I first saw "1941" when I was six years old, and it flooded my senses with pure, uncut cinema. I quickly became obsessed with it, and would drop everything to watch it when I ran across it on cable. Obviously, I loved the ferris wheel as well as Ward Douglas (Ned Beatty) reducing his house to rubble in a disastrously futile attempt to sink a Japanese sub that's surfaced off the coast of Santa Monica, but the highlight was always the USO dance and everything that rumbles out of it after poor Wally Stephens (Bobby Di Cicco) gets walloped by Corporal Chuck Sitarski (Treat Williams) and, for extra concussive measure, the guy whose Navy uniform he stole.

For years, this sequence stood as the promise of a Spielberg musical yet to come. It was the reason some of us were so amped up for "West Side Story." Once Wally arrives at the dance, he's got to dance like a man possessed because he's dodging the cement fists of Sitarski, who's keen to make time with his partner Betty (Dianne Kay). So Wally basically has two partners throughout this set piece, and he's frankly more spectacular when evading Sitarski. Spielberg shoots it all with a seamless mix of deft cutting (in tandem with his terrific editor Michael Kahn) and oners that are staged so fluidly you have to force yourself to look for them on repeat viewings. This isn't look-at-me filmmaking; it's a masterfully orchestrated feat of controlled chaos that finally bursts its seams and spills out into the crowd and onto the streets. It's joyous, and I don't understand how something this technically and emotionally dazzling routinely winds up near or at the bottom of Spielberg film rankings beneath largely leaden affairs like "The Lost World: Jurassic Park," "The BFG" and, oh yes, "Hook."
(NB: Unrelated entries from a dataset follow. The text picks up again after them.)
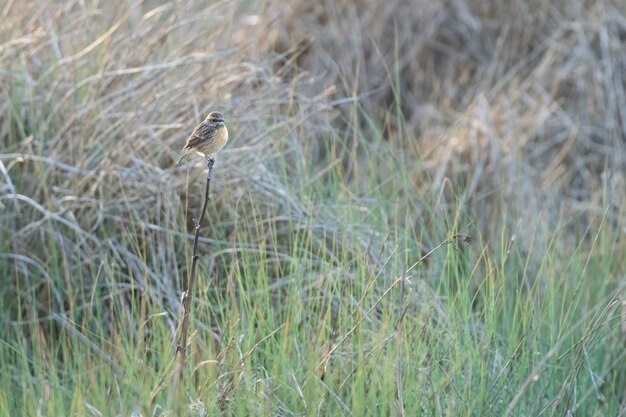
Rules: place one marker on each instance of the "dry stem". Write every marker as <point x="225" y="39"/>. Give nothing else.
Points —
<point x="188" y="289"/>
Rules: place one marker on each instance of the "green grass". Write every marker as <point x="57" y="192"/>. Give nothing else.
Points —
<point x="335" y="276"/>
<point x="310" y="312"/>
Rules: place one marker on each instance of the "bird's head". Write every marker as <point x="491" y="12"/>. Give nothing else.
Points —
<point x="216" y="118"/>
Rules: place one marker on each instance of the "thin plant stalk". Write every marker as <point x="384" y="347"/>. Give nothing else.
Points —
<point x="188" y="288"/>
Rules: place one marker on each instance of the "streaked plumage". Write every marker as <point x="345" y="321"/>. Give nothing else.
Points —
<point x="208" y="138"/>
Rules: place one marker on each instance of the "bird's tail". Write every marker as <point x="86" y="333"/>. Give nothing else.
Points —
<point x="182" y="156"/>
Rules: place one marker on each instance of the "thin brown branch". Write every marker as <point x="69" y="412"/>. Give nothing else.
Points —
<point x="188" y="286"/>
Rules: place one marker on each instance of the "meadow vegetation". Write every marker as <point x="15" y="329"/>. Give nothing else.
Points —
<point x="420" y="210"/>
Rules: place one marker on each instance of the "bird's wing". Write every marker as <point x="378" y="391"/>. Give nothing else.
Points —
<point x="203" y="132"/>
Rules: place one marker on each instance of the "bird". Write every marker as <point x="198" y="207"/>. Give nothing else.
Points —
<point x="208" y="138"/>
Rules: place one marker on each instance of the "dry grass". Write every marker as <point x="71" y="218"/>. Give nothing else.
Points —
<point x="362" y="132"/>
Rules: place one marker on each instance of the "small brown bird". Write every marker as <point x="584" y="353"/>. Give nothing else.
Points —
<point x="208" y="137"/>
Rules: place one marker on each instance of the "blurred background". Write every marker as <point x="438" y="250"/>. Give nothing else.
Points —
<point x="363" y="133"/>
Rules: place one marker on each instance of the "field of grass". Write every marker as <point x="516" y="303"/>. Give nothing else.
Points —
<point x="421" y="210"/>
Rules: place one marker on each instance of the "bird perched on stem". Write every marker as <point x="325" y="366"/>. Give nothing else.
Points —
<point x="208" y="138"/>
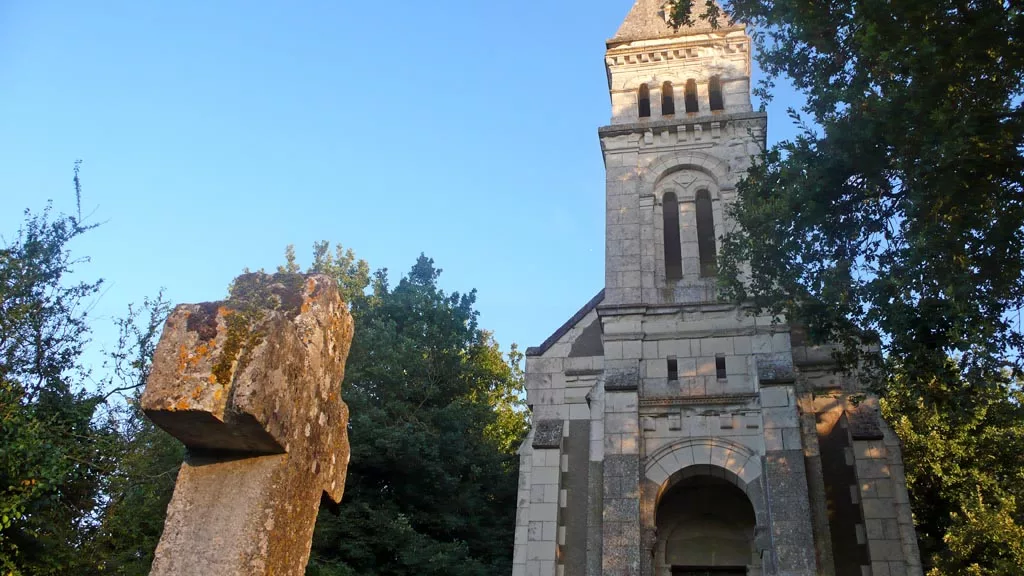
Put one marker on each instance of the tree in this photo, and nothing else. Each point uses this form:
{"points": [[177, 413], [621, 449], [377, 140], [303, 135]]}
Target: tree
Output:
{"points": [[896, 216], [51, 460], [432, 480], [140, 483]]}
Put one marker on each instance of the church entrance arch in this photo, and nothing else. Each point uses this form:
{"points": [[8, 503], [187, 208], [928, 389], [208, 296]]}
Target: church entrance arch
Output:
{"points": [[705, 509], [706, 526]]}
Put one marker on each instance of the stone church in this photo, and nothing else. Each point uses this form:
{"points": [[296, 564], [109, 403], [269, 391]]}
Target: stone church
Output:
{"points": [[674, 433]]}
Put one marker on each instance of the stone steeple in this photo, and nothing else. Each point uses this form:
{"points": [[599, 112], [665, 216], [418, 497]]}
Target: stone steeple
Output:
{"points": [[648, 19]]}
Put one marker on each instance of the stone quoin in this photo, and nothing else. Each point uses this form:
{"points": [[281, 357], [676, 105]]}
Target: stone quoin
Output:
{"points": [[252, 385]]}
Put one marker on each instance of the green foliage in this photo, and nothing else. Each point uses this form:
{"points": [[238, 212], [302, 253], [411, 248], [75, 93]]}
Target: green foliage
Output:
{"points": [[139, 486], [50, 454], [435, 416], [897, 216], [964, 450]]}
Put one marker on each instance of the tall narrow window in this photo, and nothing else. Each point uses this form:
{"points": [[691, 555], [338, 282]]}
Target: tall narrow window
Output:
{"points": [[668, 99], [673, 250], [643, 100], [706, 235], [715, 93], [691, 96]]}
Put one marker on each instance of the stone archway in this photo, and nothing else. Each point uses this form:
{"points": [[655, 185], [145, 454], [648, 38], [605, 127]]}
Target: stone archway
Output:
{"points": [[706, 524], [679, 482]]}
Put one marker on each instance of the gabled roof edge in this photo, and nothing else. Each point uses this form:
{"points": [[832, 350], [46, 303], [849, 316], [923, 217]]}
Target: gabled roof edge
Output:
{"points": [[538, 351]]}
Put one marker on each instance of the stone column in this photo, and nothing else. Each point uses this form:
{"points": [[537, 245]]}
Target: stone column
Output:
{"points": [[785, 482], [542, 548], [621, 527]]}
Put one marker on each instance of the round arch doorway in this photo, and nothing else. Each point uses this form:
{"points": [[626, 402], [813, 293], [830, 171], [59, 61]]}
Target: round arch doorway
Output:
{"points": [[706, 527]]}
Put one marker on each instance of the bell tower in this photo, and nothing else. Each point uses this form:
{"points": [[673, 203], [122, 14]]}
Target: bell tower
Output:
{"points": [[675, 433], [682, 133]]}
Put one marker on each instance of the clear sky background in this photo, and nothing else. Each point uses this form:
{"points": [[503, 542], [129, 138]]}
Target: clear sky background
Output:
{"points": [[215, 133]]}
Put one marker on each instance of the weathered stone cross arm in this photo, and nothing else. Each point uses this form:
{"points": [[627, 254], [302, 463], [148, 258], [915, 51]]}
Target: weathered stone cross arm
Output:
{"points": [[252, 386]]}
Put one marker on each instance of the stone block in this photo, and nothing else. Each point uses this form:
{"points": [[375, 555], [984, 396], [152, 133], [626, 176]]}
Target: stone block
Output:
{"points": [[885, 549], [622, 377], [579, 412], [875, 529], [633, 348], [687, 367], [706, 366], [872, 468], [780, 342], [773, 440], [545, 475], [780, 417], [650, 350], [792, 440], [257, 377], [741, 345], [541, 550], [621, 423], [878, 508], [548, 434], [761, 343], [736, 365], [716, 346], [774, 397]]}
1941 is a timely panorama of an out-of-control America

The most troubling aspect of "1941" in the eyes of some detractors is that it too-giddily traffics in racial slurs and caricatures. Certainly, the repeated use of a certain epithet is difficult to stomach and not at all amusing, given that President Franklin D. Roosevelt would be signing Executive Order 9066 less than two months after the fictional events in the movie. People who merely looked Japanese were about to be rounded up, abused, and even killed in the United States.

"1941" doesn't try to tackle this. It's focused on the panic that would lead to such outrages, and makes it abundantly plain that everyone in this movie, save for Toshirô Mifune's exasperated submarine commander, is some kind of American buffoon. The most dangerous of the lot is John Belushi's Captain Wild Bill Kelso, a rogue drunk of an Air Force pilot who's convinced the invading Japanese forces have already landed. He's a conspiracy theorist, the Alex Jones of the skies, and he's fixing to get a whole lot of innocent people killed while in pursuit of a fabricated menace.

Kelso is the dark heart of "1941," a might-makes-right gun clown who's got no time for reason and way too much ammunition. He'll get us all killed, or, more likely, kill us in his drive to protect the country he allegedly loves. The world is at war in "1941," and the country's responsible citizens are enlisting or volunteering to do their part to save civilization. They don't need the distraction of a bigot like Kelso, whose inebriated certitude could easily turn the country against itself. Years ago, we could laugh at his foolishness. Now that the country is run by a legion of Kelsos, "1941" is sadly one of the edgier films in Spielberg's oeuvre and essential viewing. Just don't make the mistake of watching the film's 146-minute director's cut. "1941" does everything it needs to do and more in its 118-minute theatrical iteration.